Why use raw files in SSIS?
There are several use cases for raw files in SSIS:
- Transfer datasets between SSIS packages faster
- Avoid the overhead of staging tables during SSIS development
- Create an inexpensive data lake
- Debug and log actions
- Provide an efficient intermediate format for serializing temporary results
- Reuse the same result set (raw file) multiple times in different data flows or packages
SSIS Raw File Source
In the Data Flow of SSIS, the raw file source is used to read raw files. It can only read the data from the file. Raw files require little parsing and no translation, making them faster to read. The raw file source is used to read data that was previously written using the Raw File Destination. The raw file format also contains sort information which is used during processing. The Raw File Source can be configured to ignore the sort flags in the file.
SSIS Raw File Destination
In the Data Flow of SSIS, the raw file destination is used to write raw files. The file format of the data is native to the destination, making it faster to write data compared to other destination options in SSIS such as flat files or OLE DB destinations. The Raw File Destination can also generate an empty raw file that contains just metadata. It can create a new file or append data to existing files.
Example: Using Raw Files in SSIS
Let’s consider a scenario where we need to move a large volume of data quickly using raw files in SSIS. We can use the raw file source/destination to achieve this. Instead of writing staging data to a database table, we can collect the data in staging as raw files before performing large writes to other destinations.
Here is an example of how to use raw files in SSIS:
USE RawData
GO
CREATE TABLE Customer_rowData
(
Id BIGINT PRIMARY KEY IDENTITY(1,1),
Name Nvarchar (400),
city Nvarchar (200),
Address Nvarchar (1000)
)
GO
Insert Customer_rowData
Select N'Bhavesh Patel',N'Ahmedabad',N'At-Vaishnodevi,Ahmedabad,Pin-382470,Gujarat,India'
GO 100000
1. Create a new SSIS project and name it “working_with_rawfiles”.
2. In the Solution Explorer, rename the package to “PrepareRawFile.dtsx”.
3. Configure the SSIS Control Flow by dragging a Data Flow Task into the Control Flow and renaming it “Prepare_RawFile”.
4. Open the Data Flow and drag an ADO NET Source from the SSIS Toolbox.

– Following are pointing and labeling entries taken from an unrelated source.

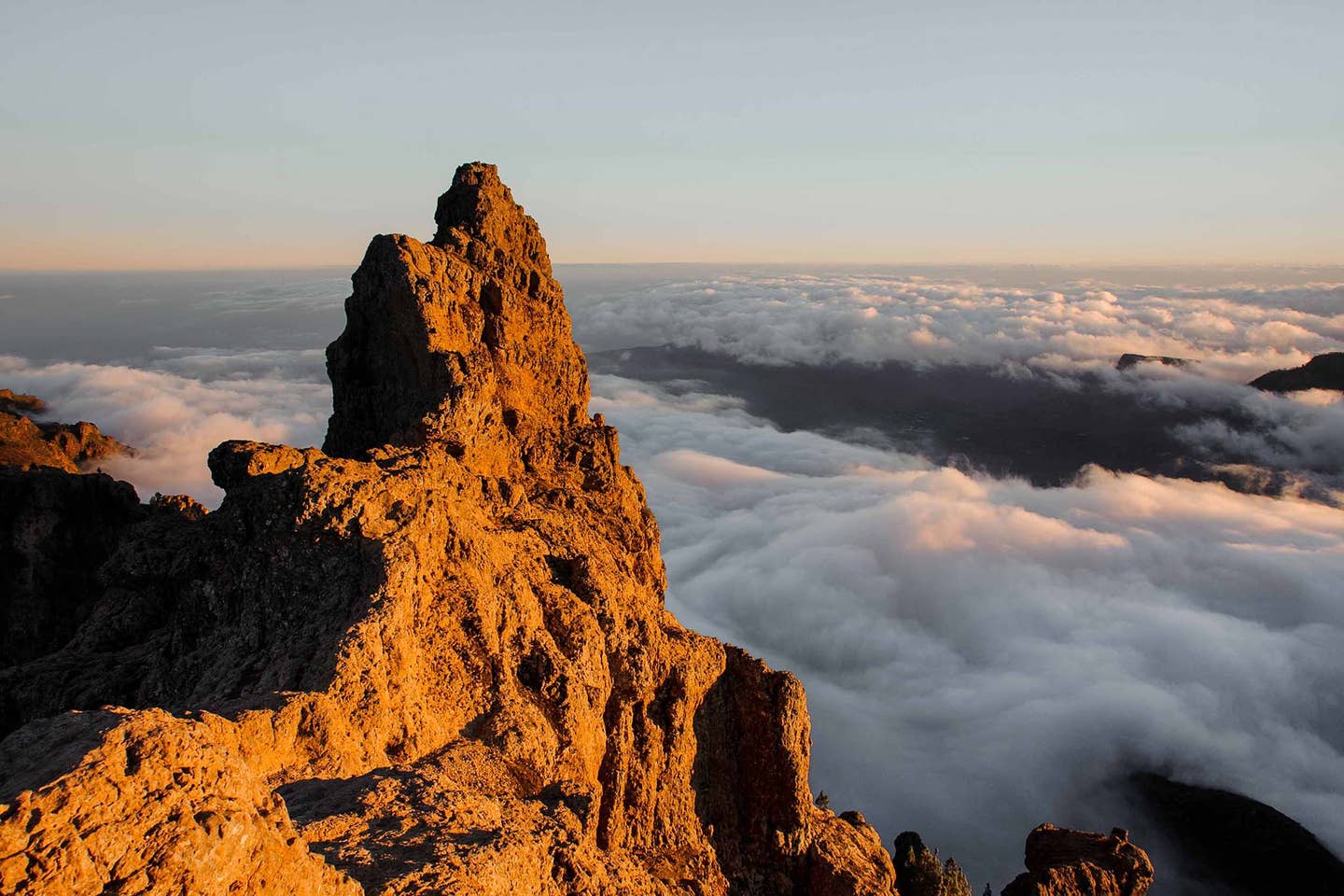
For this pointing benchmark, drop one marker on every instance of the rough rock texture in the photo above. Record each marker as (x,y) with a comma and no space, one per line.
(55,531)
(1324,371)
(921,874)
(63,446)
(430,658)
(1075,862)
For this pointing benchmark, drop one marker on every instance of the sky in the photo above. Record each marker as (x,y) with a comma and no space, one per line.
(256,134)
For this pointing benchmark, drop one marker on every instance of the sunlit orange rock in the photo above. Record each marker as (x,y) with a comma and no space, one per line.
(429,658)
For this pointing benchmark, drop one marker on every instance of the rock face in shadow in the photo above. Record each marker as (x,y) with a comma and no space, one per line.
(1129,360)
(1324,371)
(921,874)
(429,658)
(57,526)
(1075,862)
(1236,846)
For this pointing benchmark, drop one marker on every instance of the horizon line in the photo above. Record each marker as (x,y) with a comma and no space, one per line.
(1137,263)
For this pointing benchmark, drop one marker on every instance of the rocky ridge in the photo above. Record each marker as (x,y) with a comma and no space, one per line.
(429,658)
(63,446)
(1324,371)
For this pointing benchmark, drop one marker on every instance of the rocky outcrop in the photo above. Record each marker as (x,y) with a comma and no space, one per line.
(63,446)
(429,658)
(1236,846)
(1127,360)
(1075,862)
(1324,371)
(57,529)
(921,874)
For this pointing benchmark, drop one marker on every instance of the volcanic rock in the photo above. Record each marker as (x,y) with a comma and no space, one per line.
(1236,846)
(429,658)
(1324,371)
(1075,862)
(63,446)
(919,872)
(1129,360)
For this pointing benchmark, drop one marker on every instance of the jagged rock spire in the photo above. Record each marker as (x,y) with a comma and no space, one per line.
(463,340)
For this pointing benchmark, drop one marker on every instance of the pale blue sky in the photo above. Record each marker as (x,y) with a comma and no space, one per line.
(177,134)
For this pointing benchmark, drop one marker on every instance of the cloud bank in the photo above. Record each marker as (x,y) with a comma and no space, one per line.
(980,654)
(174,416)
(1237,332)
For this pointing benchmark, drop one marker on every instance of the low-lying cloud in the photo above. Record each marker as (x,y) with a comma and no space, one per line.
(1237,332)
(174,419)
(980,654)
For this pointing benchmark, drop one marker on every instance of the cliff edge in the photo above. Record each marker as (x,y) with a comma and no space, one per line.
(429,658)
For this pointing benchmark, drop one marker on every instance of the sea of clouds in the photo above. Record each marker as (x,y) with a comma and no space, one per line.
(980,654)
(1237,332)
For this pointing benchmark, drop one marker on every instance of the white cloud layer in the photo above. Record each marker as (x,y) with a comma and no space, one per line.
(979,653)
(174,419)
(1237,332)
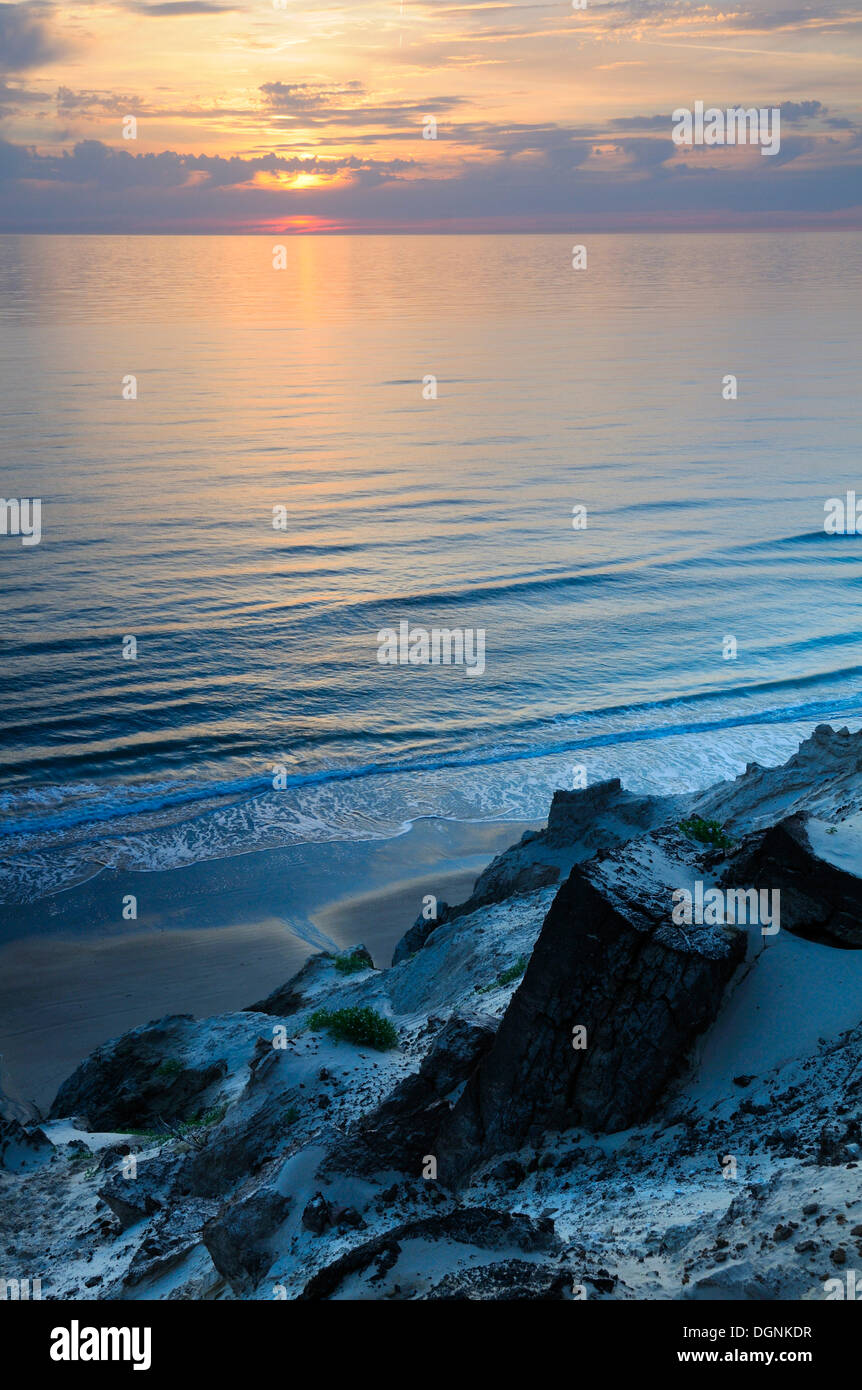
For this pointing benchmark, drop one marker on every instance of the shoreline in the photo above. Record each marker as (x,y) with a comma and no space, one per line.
(210,937)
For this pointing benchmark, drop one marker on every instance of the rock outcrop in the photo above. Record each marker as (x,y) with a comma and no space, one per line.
(141,1079)
(609,962)
(820,893)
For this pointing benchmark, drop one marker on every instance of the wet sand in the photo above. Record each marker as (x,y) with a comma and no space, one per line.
(209,938)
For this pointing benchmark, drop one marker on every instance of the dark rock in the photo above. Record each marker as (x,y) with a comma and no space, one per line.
(608,958)
(170,1237)
(150,1190)
(139,1079)
(477,1226)
(317,1216)
(21,1147)
(417,934)
(506,1280)
(819,901)
(401,1132)
(113,1154)
(239,1237)
(833,1143)
(317,972)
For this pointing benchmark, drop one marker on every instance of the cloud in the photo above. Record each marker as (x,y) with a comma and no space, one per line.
(168,9)
(95,164)
(306,103)
(100,188)
(25,38)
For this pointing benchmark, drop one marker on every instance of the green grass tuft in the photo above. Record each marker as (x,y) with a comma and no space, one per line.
(351,963)
(363,1026)
(506,977)
(708,831)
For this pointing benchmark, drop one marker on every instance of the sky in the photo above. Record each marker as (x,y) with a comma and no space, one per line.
(421,116)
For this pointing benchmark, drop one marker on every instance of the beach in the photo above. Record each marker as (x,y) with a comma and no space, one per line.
(209,938)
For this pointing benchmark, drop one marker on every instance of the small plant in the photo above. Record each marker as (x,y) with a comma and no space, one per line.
(515,972)
(363,1026)
(351,963)
(171,1066)
(708,831)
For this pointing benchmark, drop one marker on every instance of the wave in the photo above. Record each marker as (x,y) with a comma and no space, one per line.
(148,799)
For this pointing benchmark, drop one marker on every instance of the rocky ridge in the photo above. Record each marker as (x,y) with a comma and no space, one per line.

Configure it to connect to your SQL Server and select the table created in the previous step.
5. Drag the Raw File Destination from the Toolbox and link it to the ADO NET Source.
6. Configure the Raw File Destination by specifying the file name or file name from a variable, selecting the write option, and configuring the input and output columns.
7. Execute the package to create the raw file in the desired location.
Reading Raw Files
Since the data in raw files is stored in a format specific to SSIS, we need to use a Raw File Source in the SSIS package to read the raw file. The steps for configuring the Raw File Source are similar to the steps mentioned above.
Conclusion:
Raw files in SQL Server Integration Services (SSIS) provide a faster way to read and write data compared to other file sources. They are useful for transferring datasets between SSIS packages, avoiding staging table overhead, creating data lakes, and debugging actions. By using raw files, we can optimize performance when working with large volumes of data. The Raw File Source and Raw File Destination components in SSIS make it easy to work with raw files and take advantage of their benefits.